While most apps are meant for iPhone, Blackberry and Android phones, you can access sites like Yelp from any mobile device to show you the best-ranked restaurants in the area. Tip: “Healthy Food” is actually a searchable genre.

Follow the 80/20 Rule:

The 80/20 Rule (or Pareto’s Principle) was the discovery of Vifredo Pareto, an Italian economist, who revealed that out of all the work we do, 20% will produce 80% of our income. If we apply the same principles to healthy eating, we can indulge in our favorite foods 20% of the time. Many health practitioners believe this is the way to go since it encourages sensible moderation and making healthy eating an overall lifestyle change.

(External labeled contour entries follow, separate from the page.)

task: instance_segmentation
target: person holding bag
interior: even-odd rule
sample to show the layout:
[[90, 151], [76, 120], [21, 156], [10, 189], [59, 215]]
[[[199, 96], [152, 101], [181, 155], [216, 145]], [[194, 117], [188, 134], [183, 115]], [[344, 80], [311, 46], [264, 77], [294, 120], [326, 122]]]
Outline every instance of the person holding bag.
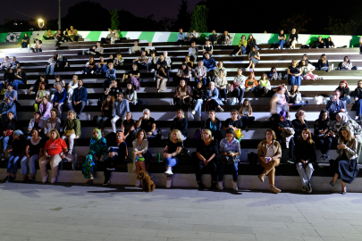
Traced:
[[238, 165], [240, 161], [240, 144], [235, 138], [235, 132], [232, 129], [225, 131], [225, 137], [221, 140], [219, 153], [222, 155], [219, 165], [219, 189], [223, 189], [223, 178], [227, 165], [232, 166], [232, 188], [238, 190]]

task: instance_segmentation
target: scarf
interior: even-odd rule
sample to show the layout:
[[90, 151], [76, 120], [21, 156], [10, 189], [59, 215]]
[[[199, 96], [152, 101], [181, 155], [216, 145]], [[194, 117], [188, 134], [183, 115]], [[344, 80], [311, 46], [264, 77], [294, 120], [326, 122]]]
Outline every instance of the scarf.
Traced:
[[93, 134], [93, 138], [95, 138], [97, 141], [98, 141], [98, 140], [100, 140], [100, 139], [102, 138], [102, 132], [100, 131], [99, 129], [93, 129], [93, 133], [94, 133], [95, 130], [96, 130], [97, 132], [98, 132], [98, 137], [96, 137], [94, 136], [94, 134]]

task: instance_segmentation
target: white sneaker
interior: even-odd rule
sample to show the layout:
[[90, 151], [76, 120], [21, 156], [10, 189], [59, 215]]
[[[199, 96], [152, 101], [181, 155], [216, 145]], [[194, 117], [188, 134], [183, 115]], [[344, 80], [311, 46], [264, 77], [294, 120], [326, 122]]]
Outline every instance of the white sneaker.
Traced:
[[223, 182], [219, 181], [219, 190], [223, 190]]
[[43, 183], [46, 182], [46, 179], [47, 179], [47, 175], [43, 178], [42, 182], [43, 182]]
[[234, 180], [232, 180], [232, 189], [238, 190], [238, 182], [234, 182]]
[[140, 179], [136, 179], [136, 185], [137, 187], [140, 186]]
[[170, 176], [170, 175], [173, 175], [173, 172], [171, 170], [171, 169], [164, 171], [164, 175], [166, 175], [166, 176]]
[[173, 179], [166, 181], [166, 187], [171, 187], [172, 181], [173, 181]]
[[312, 184], [310, 182], [308, 183], [308, 187], [309, 187], [308, 193], [310, 194], [312, 193]]

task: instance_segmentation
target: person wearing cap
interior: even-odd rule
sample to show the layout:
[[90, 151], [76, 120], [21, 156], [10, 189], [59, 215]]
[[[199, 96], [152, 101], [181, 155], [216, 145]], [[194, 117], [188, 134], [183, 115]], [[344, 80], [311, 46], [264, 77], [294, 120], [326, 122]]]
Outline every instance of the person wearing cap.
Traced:
[[10, 182], [15, 179], [15, 174], [18, 170], [18, 161], [25, 154], [25, 145], [27, 138], [21, 130], [17, 129], [13, 132], [13, 140], [12, 148], [7, 150], [9, 154], [9, 162], [7, 163], [7, 171], [5, 181]]

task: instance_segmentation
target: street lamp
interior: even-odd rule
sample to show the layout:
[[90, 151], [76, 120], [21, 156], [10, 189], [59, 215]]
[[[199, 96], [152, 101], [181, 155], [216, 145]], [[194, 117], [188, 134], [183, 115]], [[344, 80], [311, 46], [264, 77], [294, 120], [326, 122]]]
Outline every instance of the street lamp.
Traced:
[[40, 29], [44, 27], [44, 21], [42, 19], [38, 20], [38, 25], [39, 26]]

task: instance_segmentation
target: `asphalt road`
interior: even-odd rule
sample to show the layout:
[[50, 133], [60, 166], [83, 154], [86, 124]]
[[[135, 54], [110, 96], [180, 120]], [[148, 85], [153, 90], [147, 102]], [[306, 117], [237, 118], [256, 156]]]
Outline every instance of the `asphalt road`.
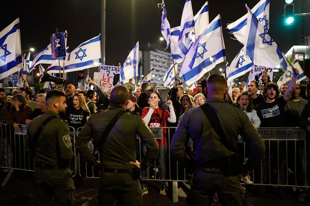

So how does this apply to travel? Of course it doesn’t have to be an exact science or involve complicated mathematics – just think sensibly. Perhaps you can plan to eat a high-fiber cereal with low-fat milk (if you’re lucky enough to have a mini-fridge wherever you’re staying for the milk) for breakfast in your hotel room, stop at the corner deli for a vegetable panini at lunch, and grab a latte with low-fat milk at Starbucks for a snack. This leaves you a little wiggle room so you can have a glass of wine, a piece of bread and butter, and a few bites of desert with your dinner.

And don’t forget…while it’s important to make healthy food choices before and after you arrive at your destination, don’t make yourself (or the people around you) crazy! Do the best you can and don’t get down on yourself if you have a few slip ups.

Be mindful of what you’re eating, be kind to your body, and above all, don’t forget to enjoy your trip!